Шум моторов стал едва слышным, нежным, как влюбленный лепет, и стих. Тишина вернулась, но ненадолго. Новый самолет подлетал к Берлину — еще где-то высоко над облаками, в первых розоватых лучах этого зимнего дня. Он приближался, готовый промчаться над нами, содрогая воздух, сильный, неумолимый и в то же время такой шаткий и нестойкий, балансирующий между жизнью и смертью, как и люди в нем и под ним.
— Пауль?
— Да, любовь моя?
Она повернулась на бок и прикоснулась своими теплыми мягкими губами к моей груди. Она была меньше меня и очень тоненькой, у нее были длинные ноги и узкие бедра. Маленькие упругие груди. Обнаженной она выглядела совсем как мальчишка. Мужчины, которые терпеть не могли женщин, говорили о Сибилле с полным уважением: «Она, слава Богу, никак не похожа на женщину!» Но они говорили так, потому что не знали Сибиллу. Я ее знал. Я знал, как она женственна, какой сентиментальной она может быть, какой нежной и ласковой. Другие не знали этого, даже понятия не имели.
Мы спали обнаженными. Сибилла прижималась ко мне своим мальчишечьим телом. Я чувствовал себя словно выхолощенным от ее бесконечной печали, над которой я не был властен.
— Нам надо вставать, да? — прошептала она.
В квартире не было никого, кроме нас, но она шептала, как будто никто не должен был нас услышать, будто у нас с ней была тайна от ее книг, ее картин, ее узкой кровати.
Я судорожно закашлялся.
— Бедный мой, — прошептала она. — Вот так всегда. Всегда, когда ты должен от меня уходить, ты начинаешь кашлять.
— Мне очень плохо, — сказал я.
— Не говори так! — Ее руки гладили меня, но они были холодные и вялые. Мои были влажными от возбуждения и слабости.

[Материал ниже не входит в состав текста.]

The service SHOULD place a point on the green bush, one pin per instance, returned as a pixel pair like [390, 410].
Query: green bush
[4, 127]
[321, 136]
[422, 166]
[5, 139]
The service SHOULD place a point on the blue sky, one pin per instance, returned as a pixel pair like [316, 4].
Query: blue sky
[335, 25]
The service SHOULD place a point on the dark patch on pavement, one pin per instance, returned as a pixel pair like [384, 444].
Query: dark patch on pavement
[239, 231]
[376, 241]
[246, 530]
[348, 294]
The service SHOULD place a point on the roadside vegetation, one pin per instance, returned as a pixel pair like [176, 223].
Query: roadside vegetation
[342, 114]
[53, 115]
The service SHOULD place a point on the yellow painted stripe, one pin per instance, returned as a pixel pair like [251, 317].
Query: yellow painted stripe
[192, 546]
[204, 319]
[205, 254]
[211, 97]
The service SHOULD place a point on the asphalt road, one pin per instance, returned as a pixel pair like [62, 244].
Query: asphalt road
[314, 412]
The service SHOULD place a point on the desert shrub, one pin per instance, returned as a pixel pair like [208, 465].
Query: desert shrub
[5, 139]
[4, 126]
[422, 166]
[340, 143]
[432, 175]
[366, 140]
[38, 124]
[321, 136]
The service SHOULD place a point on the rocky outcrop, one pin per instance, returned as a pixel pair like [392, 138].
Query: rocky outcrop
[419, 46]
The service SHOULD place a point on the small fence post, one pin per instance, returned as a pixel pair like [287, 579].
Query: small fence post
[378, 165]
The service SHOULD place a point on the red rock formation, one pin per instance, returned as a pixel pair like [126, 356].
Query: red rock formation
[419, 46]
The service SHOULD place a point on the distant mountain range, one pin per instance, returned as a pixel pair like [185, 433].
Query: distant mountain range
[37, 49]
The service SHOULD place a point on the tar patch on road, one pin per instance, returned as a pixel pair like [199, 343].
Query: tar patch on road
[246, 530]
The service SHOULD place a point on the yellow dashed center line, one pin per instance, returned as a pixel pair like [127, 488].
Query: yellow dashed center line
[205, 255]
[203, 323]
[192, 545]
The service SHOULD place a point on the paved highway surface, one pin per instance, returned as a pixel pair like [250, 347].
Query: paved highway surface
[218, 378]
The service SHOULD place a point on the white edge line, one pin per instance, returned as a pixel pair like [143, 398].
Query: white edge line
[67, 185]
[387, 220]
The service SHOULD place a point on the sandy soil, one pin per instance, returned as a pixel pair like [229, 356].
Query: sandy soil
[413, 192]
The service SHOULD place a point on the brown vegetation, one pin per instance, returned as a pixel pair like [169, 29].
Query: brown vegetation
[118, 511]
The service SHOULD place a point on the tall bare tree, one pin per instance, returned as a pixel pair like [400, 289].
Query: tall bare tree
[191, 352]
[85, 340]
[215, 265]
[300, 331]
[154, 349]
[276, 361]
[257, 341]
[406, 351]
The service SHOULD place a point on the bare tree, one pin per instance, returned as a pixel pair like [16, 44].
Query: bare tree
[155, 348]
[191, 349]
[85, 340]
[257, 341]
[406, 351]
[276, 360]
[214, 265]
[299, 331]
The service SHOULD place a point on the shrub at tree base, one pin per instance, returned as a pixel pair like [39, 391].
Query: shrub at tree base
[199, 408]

— Что мне тогда говорить? — прошептала она в мою подмышку. — Ты, по крайней мере, улетаешь, а мне каково возвращаться в свою квартиру, сюда, в эту постель, которая еще пахнет тобой; в эту комнату, в которой все напоминает о тебе. Знаешь, я уже однажды избила подушку, за то что она не переставала пахнуть твоей головой!
Я ответил, напряженно вслушиваясь в приближение новой машины:
— Я люблю тебя, Сибилла.
— И я тебя, родной, — сказала она.
— Через десять дней я снова буду у тебя.
— Да, Пауль.
— И останусь надолго.
Сейчас настольная лампа горела, и я мог видеть Сибиллу. Она выглядела как красивая, полная страсти кошка. Раскосый разрез глаз, таких же черных, как ее волосы, которые она всегда коротко стригла. Вздернутый нос, резко очерченные ноздри, часто они нервно подергивались. Влажные красные губы, отливающие атласом. У Сибиллы был самый большой рот из всех, которые я когда-либо встречал. Это был экстраординарный рот. Однажды Сибилла заключила с одним другом пари, сможет ли она засунуть в рот очищенный калифорнийский персик. И она выиграла.
— Мы будем очень счастливы, — шептала она. Моя грудь стала мокрой от ее слез. — Я буду ждать тебя, — продолжала она, — буду слушать наши пластинки и читать книги, которые ты мне принес. Я буду ставить Рахманинова, наш фортепьянный концерт!